No, neither one of us gets our itty bits of cultural appropriation "right." I mean for gods' sake, she puts sake over ice in the video.  Like, totally ew.  But: I also don't wear salwar kameez or sarees each day I choose to stick on a bindi for the sake of pretty, nor do I pray in Sanskrit (or pray at all), nor do I do yoga as often as perhaps I should.  I also have a very prominent tattoo of Japanese character, and one of a Hebrew letter, which would make anyone who knows even the smallest thing about Judaism laugh.
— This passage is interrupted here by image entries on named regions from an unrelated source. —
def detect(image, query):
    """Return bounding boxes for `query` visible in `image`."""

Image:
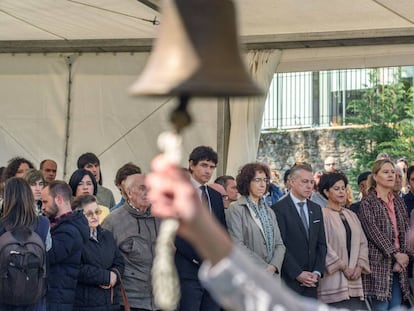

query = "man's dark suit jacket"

[272,195,327,298]
[175,187,227,311]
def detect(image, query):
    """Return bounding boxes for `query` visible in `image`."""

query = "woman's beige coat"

[226,196,286,278]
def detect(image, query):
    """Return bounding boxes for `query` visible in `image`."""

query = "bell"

[130,0,262,97]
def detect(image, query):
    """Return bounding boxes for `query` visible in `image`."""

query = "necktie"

[200,185,211,211]
[298,202,309,235]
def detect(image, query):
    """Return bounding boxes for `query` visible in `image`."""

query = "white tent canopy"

[0,0,414,202]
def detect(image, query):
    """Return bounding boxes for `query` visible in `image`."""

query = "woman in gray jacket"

[226,163,285,278]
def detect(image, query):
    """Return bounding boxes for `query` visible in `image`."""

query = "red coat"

[358,191,413,301]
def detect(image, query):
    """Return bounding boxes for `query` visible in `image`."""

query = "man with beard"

[42,180,89,311]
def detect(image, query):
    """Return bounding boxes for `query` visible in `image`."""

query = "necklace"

[326,205,343,212]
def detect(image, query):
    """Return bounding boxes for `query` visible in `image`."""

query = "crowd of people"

[0,146,414,311]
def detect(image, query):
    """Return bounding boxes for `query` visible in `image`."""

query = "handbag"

[111,268,131,311]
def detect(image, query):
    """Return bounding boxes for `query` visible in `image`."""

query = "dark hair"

[115,162,142,186]
[77,152,101,168]
[318,171,348,199]
[357,171,371,185]
[3,157,34,181]
[77,152,102,186]
[407,165,414,181]
[214,175,234,189]
[288,162,313,179]
[0,177,38,229]
[47,180,72,203]
[39,159,57,169]
[69,169,98,197]
[368,159,395,191]
[23,169,45,185]
[188,146,218,165]
[71,194,97,211]
[236,162,270,195]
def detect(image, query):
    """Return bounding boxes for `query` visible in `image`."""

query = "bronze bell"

[131,0,262,97]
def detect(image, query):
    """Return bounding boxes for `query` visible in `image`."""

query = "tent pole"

[63,54,77,180]
[216,97,231,177]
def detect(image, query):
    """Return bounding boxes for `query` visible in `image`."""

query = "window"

[262,67,414,130]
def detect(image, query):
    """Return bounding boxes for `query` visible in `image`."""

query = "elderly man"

[324,156,337,173]
[102,174,159,311]
[272,163,327,298]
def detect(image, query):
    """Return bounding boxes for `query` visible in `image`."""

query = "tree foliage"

A lot.

Also: how about all that English we see in the lyrics of every idol group we follow?  What about their own kinds of cultural appropriation?  Cases in point:


Remember when PASSPO put out their "world music" singles, which included the "L.A. metal" styled Next Flight, or the above example, the German-metal-themed "WING?"  And remember how talking about the musical and aesthetic stylings of each piece was really fun and awesome?
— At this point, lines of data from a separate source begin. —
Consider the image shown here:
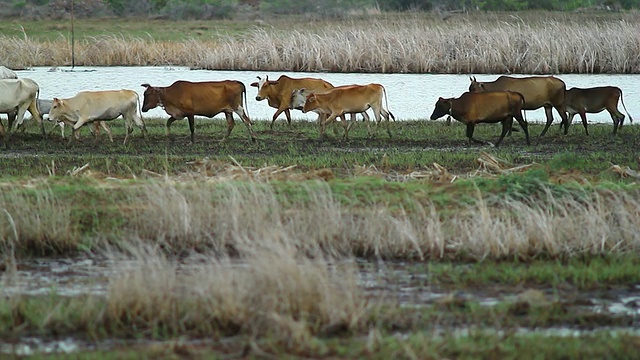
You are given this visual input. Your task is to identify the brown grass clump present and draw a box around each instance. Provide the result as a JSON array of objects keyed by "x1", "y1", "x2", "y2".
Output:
[
  {"x1": 97, "y1": 246, "x2": 372, "y2": 349},
  {"x1": 120, "y1": 176, "x2": 640, "y2": 259}
]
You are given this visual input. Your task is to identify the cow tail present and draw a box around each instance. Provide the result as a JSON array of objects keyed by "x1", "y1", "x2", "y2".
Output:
[
  {"x1": 382, "y1": 86, "x2": 396, "y2": 121},
  {"x1": 618, "y1": 89, "x2": 633, "y2": 122}
]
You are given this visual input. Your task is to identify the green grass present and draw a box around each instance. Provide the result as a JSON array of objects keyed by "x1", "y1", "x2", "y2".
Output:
[
  {"x1": 422, "y1": 255, "x2": 640, "y2": 290},
  {"x1": 1, "y1": 119, "x2": 640, "y2": 180},
  {"x1": 0, "y1": 18, "x2": 253, "y2": 42}
]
Or, for a more recent example of the use of very non-Japanese iconography in idol music, how about Tokyo Girl's Style's latest, quite, lovely offering, "Juujika ~Eiga?"  I'll just let you watch it, I really don't need to explain it: http://youtu.be/5QjACk4qM6g

What about all those fashionable bikinis with the American flag on them?  (So totes against the flag code, y'all :P ) Or the British flag?  Remember when Christina Aguilera, a decidedly white girl with no connection to Latino culture, used a butt-ton of Spanish and Latino imagery in certain songs on her "Stripped" album?  How about this beautiful use of Native American chanting (on one of my favorite guilty-pleasure albums, Creed's "Weathered"):



We don't get shit right all the time.  But no one really does, and that's part of the beauty of a global village.  We are all getting things wrong together, we are all understanding them and learning about them together, we are all creating new culture and common ground together.

I ask you again: what is wrong with that?

Is "Hello Kitty" an amazing piece of artistry?  No, not really.  But the reaction to the cultural imagery Lavigne uses is 10 shades of stupid.

2 comments:

Bryan Urasky said...

Taking the time to read though these because I've missed a lot (adjusting to meds still that do everything to fix my chemical issues but fail to improve my social ones.)

Tanzan and Ekido were once traveling together down a muddy road. A heavy rain was still falling.

Coming around a bend, they met a lovely girl in a silk kimono and sash, unable to cross the intersection.

"Come on, girl" said Tanzan at once. Lifting her in his arms, he carried her over the mud.

Ekido did not speak again until that night when they reached a lodging temple. Then he no longer could restrain himself. "We monks don't go near females," he told Tanzan, "especially not young and lovely ones. It is dangerous. Why did you do that?"

"I left the girl there," said Tanzan. "Are you still carrying her?"


The ideal of cultural appropriation, like most great truths, is both extremely important and extremely ridiculous. The Dao that can be written is not the true Dao. Learning, understanding, groking a thing has nothing to do with genetics.

The key element of realization of truth is not being able to explain a thing. It is being able to enact a thing. Reciting the Heart Sutra while juggling prayer beads is just an act until you seek the meaning behind it. Then it becomes a purpose, then a desparation, and then, hopefully, an act of hope.

Cultural appropriation is pretending to wear another person's shoes. Even wanting to walk within them is a entirely different path. Not every person can walk every path at every time. You can only go where you, yourself, are going.

Mara Sobotka said...

That makes a lot of sense, and I could not agree more.